Drei Jahre Haft gefordert
Im Gegensatz zu einigen Besuchern im Gerichtssaal. "Frag mal, wie es Kimmis Eltern geht", rief ein Bekannter der Familie dem heute 21-Jährigen entgegen. Die Eltern des Opfers waren beim Prozess nicht anwesend. Sie wurden durch Ulf-Diehl Dreßler als Nebenkläger vertreten. "Sie haben einer Familie das Kind genommen", so der Anwalt in Richtung Marcel J. Als er in seinem Plädoyer drei Jahre Haft für ihn fordert, erntet er Beifall aus dem Publikum. Neben Bekannten der Eltern waren auch viele Freunde von Kim F. bei der Verhandlung dabei. Der Saal war so voll, dass nicht alle Einlass fanden.

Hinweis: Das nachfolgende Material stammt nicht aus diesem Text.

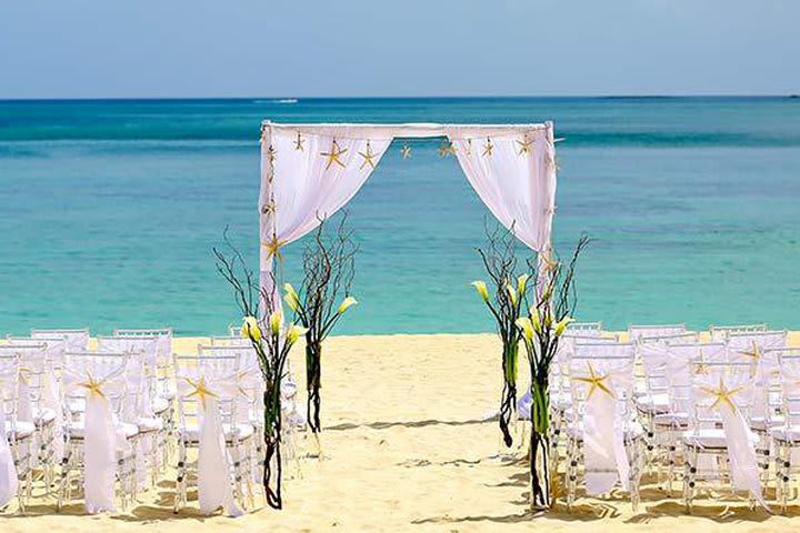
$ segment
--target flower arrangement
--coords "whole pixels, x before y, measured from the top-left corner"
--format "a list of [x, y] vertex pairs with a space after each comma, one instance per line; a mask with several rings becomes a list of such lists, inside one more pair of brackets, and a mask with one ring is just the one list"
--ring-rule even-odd
[[[558, 261], [554, 252], [541, 255], [536, 278], [536, 303], [529, 315], [517, 319], [528, 356], [531, 384], [531, 507], [550, 509], [552, 484], [550, 472], [550, 364], [559, 350], [561, 336], [567, 331], [578, 300], [574, 274], [578, 258], [589, 243], [581, 237], [567, 264]], [[551, 254], [553, 257], [551, 257]]]
[[[252, 271], [248, 269], [241, 253], [228, 240], [227, 232], [224, 240], [229, 249], [228, 253], [213, 249], [217, 270], [233, 289], [236, 302], [244, 316], [241, 333], [252, 344], [264, 382], [262, 438], [266, 453], [262, 483], [268, 505], [282, 509], [281, 383], [287, 372], [289, 352], [306, 334], [306, 329], [296, 323], [284, 322], [283, 313], [277, 302], [273, 302], [271, 291], [257, 289]], [[257, 318], [259, 298], [268, 310], [262, 318]]]
[[[303, 283], [299, 291], [284, 284], [283, 300], [306, 328], [306, 391], [308, 425], [319, 438], [322, 384], [322, 343], [344, 312], [358, 304], [350, 295], [358, 248], [352, 231], [346, 229], [347, 215], [332, 237], [324, 234], [321, 221], [313, 240], [303, 252]], [[340, 301], [341, 300], [341, 301]]]
[[519, 343], [521, 331], [517, 320], [528, 301], [528, 280], [530, 279], [530, 264], [526, 272], [517, 274], [518, 260], [516, 254], [516, 239], [513, 229], [510, 232], [496, 227], [487, 225], [487, 247], [478, 249], [489, 279], [492, 284], [492, 294], [484, 281], [472, 282], [476, 291], [486, 303], [489, 312], [497, 323], [497, 332], [502, 342], [502, 375], [503, 389], [500, 399], [499, 425], [506, 446], [511, 446], [511, 424], [517, 410], [517, 374], [519, 365]]

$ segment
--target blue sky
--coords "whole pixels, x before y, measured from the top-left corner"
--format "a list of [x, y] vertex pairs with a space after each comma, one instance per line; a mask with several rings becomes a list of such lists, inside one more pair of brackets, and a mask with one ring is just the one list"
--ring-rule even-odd
[[0, 98], [783, 94], [797, 0], [0, 0]]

Rückblick: Marcel J. erfasst das 16-jährige Mädchen um etwa 2 Uhr früh am 31. Oktober 2010. Er ist betrunken, der anschließende Bluttest wird einen Wert von 1,8 Promille ergeben. Der Barsbütteler verliert die Kontrolle über seinen Wagen und kommt von der Fahrbahn ab. Mit einer Geschwindigkeit von 95 bis 120 km/h trifft er Kim F. in der Ortschaft so stark, dass sie mehr als 20 Meter durch die Luft schleudert und zwischen den Wagen eines Autohauses tot liegen bleibt. Mit Freunden hatte sie sich zuvor an der Bushaltestelle in Bargteheide getroffen. Um zu telefonieren, hält sie sich vor dem Unfall etwas abseits von der Gruppe auf. Die anderen Jugendlichen, die sich nur durch einen Sprung zur Seite vor dem auf sie zurasenden BMW retten können, finden ihre Freundin erst einige Minuten später. Marcel J. bleibt mit seinem zerstörten Auto auf der Fahrbahn stehen. Er trägt eine geprellte Schulter davon.
Filmriss nach einer Party
Beim Prozess gab der 21-Jährige an, sich an die Alkoholfahrt nicht erinnern zu können. Auch warum er sich überhaupt ins Auto gesetzt hatte, wisse er nicht mehr. Auf einer Party von Freunden hatte er sich nach Angaben von Zeugen betrunken. Der Filmriss des Barsbüttelers setzte ein, als ihn der Gastgeber zur Schlafcouch begleitete. Abgemacht war, dass er dort übernachtet. Was dann genau geschah, konnte nicht geklärt werden. Niemand weiß, was ihn dazu bewog, alkoholisiert noch nachts nach Hause fahren zu wollen.
Zur Zeit der Tat war Marcel J. 20 Jahre alt und galt somit als Heranwachsender. Das Gericht verurteilte ihn nach dem Jugendstrafrecht. Vor allem die Fahrt unter Alkoholeinfluss anzutreten und mit solch hoher Geschwindigkeit durch einen Ort zu fahren, lastete ihm das Gericht an.
Die Tatsache, dass dabei ein junges Mädchen zu Tode kam, ist unbeschreiblich tragisch. Vor allem für die Eltern.